Une autre nuit, pendant ces vacances ? J’ai rêvé du chien de la maison en face de ma fenêtre. Dans la réalité, il hurle parfois, et m’a réveillé plusieurs matins. Dans mon rêve, on m’apprend que ce n’est pas un chien qui hurle, mais quelqu’un qui souffre. Il doit vraiment avoir très mal pour faire des bruits pareils. Plus tard, je croise Mme G* et je suis un peu mal à l’aise, parce que je crois que c’était elle qui faisait ça.
Ce qui est marrant, c’est de voir les personnes mêlées à ces histoires. Pourquoi elles ?
Quelquefois, il m’est arrivé de rêver de papa. Le rêve se passait normalement. Quand, plus tard, je m’en souviens, ça me met un peu mal à l’aise.

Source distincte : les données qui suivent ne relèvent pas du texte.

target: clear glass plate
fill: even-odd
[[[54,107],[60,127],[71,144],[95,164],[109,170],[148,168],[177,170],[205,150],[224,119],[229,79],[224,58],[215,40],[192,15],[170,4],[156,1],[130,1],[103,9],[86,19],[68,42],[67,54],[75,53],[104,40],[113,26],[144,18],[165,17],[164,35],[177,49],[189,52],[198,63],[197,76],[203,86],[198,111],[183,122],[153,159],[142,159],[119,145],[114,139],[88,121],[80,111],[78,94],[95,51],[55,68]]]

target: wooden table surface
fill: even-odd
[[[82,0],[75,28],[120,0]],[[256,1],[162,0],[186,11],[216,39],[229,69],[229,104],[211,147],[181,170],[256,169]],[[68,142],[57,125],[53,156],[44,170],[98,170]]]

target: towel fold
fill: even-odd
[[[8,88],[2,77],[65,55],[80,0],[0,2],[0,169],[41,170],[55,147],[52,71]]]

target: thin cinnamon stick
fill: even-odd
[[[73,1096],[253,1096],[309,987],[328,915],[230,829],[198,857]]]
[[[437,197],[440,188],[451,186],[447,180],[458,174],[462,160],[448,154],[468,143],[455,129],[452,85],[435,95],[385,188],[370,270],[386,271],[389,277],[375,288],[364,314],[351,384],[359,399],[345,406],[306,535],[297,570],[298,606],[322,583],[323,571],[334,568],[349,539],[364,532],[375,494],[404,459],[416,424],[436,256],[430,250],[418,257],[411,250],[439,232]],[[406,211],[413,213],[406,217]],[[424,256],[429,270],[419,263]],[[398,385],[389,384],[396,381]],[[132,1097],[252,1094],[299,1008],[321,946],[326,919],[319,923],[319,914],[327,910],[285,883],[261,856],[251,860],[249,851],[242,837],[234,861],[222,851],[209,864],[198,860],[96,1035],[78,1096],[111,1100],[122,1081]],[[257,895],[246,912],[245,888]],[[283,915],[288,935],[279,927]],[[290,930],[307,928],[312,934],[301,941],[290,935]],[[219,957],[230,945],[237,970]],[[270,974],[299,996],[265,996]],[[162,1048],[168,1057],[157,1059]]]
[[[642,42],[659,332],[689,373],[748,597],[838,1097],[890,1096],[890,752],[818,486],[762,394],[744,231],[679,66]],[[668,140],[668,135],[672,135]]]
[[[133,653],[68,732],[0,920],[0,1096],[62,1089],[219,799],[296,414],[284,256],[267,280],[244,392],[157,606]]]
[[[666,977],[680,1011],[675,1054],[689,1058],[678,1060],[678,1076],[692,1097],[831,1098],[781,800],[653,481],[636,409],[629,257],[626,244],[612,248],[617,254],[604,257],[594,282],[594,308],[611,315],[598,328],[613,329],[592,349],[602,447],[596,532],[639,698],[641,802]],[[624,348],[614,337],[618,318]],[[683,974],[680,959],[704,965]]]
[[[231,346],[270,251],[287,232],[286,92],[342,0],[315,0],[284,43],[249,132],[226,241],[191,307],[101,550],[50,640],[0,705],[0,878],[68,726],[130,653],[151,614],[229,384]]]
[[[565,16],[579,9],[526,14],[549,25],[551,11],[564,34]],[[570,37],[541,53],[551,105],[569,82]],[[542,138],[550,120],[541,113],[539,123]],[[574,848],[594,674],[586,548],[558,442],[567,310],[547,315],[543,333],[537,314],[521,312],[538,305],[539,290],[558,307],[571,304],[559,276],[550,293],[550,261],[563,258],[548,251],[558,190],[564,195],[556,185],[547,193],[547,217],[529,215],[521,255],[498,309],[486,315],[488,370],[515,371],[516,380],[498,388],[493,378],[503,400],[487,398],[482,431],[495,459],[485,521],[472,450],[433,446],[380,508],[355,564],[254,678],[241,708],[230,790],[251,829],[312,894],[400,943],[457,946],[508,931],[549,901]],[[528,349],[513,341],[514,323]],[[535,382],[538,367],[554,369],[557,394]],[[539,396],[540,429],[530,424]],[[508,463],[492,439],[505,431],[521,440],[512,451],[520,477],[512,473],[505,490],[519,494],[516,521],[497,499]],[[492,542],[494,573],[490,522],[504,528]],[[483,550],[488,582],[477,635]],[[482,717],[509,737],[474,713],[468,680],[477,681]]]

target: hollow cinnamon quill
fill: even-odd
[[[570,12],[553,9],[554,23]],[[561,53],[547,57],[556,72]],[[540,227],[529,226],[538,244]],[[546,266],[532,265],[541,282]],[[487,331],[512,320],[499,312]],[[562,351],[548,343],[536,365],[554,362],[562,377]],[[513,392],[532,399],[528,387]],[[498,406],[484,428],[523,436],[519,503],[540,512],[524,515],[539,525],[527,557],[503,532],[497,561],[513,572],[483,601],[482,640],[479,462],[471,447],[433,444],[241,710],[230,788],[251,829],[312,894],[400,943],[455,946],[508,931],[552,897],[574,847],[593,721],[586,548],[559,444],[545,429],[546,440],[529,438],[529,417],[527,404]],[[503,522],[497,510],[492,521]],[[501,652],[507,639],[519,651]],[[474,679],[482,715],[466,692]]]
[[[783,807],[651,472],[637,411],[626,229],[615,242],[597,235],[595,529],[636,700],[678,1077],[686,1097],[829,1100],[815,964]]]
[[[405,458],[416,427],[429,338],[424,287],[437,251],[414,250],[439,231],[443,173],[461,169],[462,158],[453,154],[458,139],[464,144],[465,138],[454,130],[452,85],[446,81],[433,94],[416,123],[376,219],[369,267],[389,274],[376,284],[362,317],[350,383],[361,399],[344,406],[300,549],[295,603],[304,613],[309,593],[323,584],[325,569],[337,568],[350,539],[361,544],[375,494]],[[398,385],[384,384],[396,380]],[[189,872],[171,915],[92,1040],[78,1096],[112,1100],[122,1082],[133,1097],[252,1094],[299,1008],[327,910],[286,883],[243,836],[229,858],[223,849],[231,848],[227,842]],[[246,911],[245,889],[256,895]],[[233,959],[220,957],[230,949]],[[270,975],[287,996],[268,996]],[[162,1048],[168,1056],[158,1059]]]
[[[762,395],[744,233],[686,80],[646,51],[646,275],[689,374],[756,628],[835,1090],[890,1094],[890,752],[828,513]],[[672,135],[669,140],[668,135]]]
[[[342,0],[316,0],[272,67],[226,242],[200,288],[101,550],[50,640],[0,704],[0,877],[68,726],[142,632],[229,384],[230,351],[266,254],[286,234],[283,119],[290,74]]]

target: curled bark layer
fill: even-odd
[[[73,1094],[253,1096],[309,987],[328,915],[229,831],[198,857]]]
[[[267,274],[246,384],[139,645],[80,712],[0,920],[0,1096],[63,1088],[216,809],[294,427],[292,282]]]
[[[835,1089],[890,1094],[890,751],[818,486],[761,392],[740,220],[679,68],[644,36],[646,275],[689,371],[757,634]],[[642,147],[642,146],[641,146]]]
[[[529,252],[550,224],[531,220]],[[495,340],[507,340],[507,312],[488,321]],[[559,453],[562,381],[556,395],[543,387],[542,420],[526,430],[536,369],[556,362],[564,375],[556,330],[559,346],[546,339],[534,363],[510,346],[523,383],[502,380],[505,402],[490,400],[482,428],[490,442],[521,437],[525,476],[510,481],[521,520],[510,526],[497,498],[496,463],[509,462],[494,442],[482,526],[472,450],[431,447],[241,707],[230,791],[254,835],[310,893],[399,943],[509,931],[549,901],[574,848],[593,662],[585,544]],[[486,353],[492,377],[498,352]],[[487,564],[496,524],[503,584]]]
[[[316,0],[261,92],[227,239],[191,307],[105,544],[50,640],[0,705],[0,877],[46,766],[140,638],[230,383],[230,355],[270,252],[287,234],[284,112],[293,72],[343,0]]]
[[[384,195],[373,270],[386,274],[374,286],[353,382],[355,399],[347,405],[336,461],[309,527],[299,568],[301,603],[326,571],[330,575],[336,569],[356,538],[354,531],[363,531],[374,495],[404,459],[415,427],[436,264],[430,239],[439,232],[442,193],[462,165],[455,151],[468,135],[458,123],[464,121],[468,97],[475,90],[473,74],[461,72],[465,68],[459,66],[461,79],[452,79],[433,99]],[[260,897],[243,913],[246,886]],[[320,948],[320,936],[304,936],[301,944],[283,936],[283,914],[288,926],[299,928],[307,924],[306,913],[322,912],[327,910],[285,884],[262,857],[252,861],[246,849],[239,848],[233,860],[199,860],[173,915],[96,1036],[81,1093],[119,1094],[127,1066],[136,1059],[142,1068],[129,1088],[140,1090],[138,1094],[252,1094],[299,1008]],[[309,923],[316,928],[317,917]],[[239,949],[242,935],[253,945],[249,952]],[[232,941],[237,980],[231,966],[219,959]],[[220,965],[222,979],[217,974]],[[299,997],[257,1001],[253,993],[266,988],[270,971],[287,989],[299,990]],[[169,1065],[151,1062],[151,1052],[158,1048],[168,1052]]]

Un jour, en cours d’espagnol, le prof nous dit qu’il a des problèmes de mémoire (il venait de se tromper sur des devoirs) à cause de ses insomnies. Quelques jours plus tôt, il nous avait confié qu’il était mal vu par les autres profs parce qu’il organise toujours des voyages et passe pour un fayot. Bref, il nous avait confié des trucs personnels. Ce n’est pas son habitude. Et moi, la nuit, j’ai rêvé qu’il continuait : il a des insomnies, c’est dur à vivre, sa femme en a marre, elle veut divorcer, alors il est malheureux.
Autre sujet. On a reçu l’invitation de ****, illustrée par mes dessins. C’est classe. J’adore ! Je suis très fier. Ce dossier va être présenté à des tas de gens.
Je devrais travailler. J’ai horreur de ça. Mes devoirs, je les ai faits à reculons. Je n’avais pourtant pas grand-chose, pour les vacances : une question de synthèse en SES, soit environ quatre heures, et un TD d’histoire, soit environ autant. Plus quelques révisions. J’ai avancé un peu le TPE aussi : j’ai commencé à rédiger l’histoire de Chypre. Il faut vérifier et reformuler un document très complet, mais c’est une traduction du turc, la syntaxe est bancale, l’orthographe à mourir de rire, et les informations très partiales.
Cette rubrique « Carnets » reprend le journal que j’ai commencé à tenir en 2003. Dans ce carnet no1 (« Journal, 14 août 2003 – 15 juillet 2004 »), j’ai quinze et seize ans.